The case study examines the development of the water contamination crisis in Flint, Michigan, from its beginnings in 2014 to present day conditions. Students will use statistical techniques learned in the course to probe critical facets of the story, including: the demographics and history of Flint; the evidence for (and uncertainty about) the existence of contamination; statistical mistakes that allowed officials to initially deny the problem; and predictions for future health effects due to the contamination. Throughout the course, students will practice critically examining claims made in the media and in scientific publications.
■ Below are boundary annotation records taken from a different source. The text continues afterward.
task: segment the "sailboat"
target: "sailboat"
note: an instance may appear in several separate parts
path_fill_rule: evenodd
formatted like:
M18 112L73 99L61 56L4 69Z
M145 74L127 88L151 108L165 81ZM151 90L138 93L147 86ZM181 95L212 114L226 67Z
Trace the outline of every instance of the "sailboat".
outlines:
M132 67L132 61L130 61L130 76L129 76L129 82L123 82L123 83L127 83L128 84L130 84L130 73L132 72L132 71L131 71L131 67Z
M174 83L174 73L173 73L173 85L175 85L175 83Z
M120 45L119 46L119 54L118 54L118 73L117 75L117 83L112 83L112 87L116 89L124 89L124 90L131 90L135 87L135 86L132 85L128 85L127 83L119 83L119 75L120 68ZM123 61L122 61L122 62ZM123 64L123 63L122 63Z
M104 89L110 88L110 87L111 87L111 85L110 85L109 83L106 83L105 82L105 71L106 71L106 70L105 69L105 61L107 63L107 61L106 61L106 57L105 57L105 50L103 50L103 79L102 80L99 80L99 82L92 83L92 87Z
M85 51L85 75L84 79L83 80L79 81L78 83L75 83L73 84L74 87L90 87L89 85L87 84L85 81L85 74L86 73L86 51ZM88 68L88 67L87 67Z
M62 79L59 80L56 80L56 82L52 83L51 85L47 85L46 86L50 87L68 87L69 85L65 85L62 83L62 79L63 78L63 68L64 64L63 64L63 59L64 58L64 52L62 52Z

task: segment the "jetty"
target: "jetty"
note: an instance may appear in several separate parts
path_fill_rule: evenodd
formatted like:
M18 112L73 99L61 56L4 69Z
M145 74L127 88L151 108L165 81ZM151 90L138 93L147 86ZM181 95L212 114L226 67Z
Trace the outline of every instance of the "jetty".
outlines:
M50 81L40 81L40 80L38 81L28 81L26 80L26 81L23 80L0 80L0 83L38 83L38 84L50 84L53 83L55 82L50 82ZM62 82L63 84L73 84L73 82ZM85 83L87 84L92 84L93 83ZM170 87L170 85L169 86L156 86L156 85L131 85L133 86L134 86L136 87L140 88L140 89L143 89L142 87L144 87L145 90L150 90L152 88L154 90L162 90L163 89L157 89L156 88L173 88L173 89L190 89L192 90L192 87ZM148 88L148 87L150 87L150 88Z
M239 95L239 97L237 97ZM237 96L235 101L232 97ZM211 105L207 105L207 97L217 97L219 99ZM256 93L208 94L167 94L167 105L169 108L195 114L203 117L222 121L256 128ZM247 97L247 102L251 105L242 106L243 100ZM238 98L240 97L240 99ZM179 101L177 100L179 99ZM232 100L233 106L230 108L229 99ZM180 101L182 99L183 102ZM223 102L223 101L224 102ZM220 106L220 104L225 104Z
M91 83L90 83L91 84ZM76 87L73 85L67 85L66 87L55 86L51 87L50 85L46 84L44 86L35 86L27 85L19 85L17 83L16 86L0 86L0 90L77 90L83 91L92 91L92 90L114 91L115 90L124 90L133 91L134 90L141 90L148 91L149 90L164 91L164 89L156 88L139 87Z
At the end of the quarter, students are asked to use their statistical skills to propose and defend a set of interventions to benefit the children of Flint.

Note(s): STAT 20010 Elementary Statistics Through Case Study covers similar statistical content to STAT 20000 Elementary Statistics. However, while STAT 20000 follows a traditional lecture-based format with textbook, problem sets, and exams, STAT 20010 utilizes small group work and written reports, with a less mathematical focus but a greater emphasis on critical interpretation of real-world data.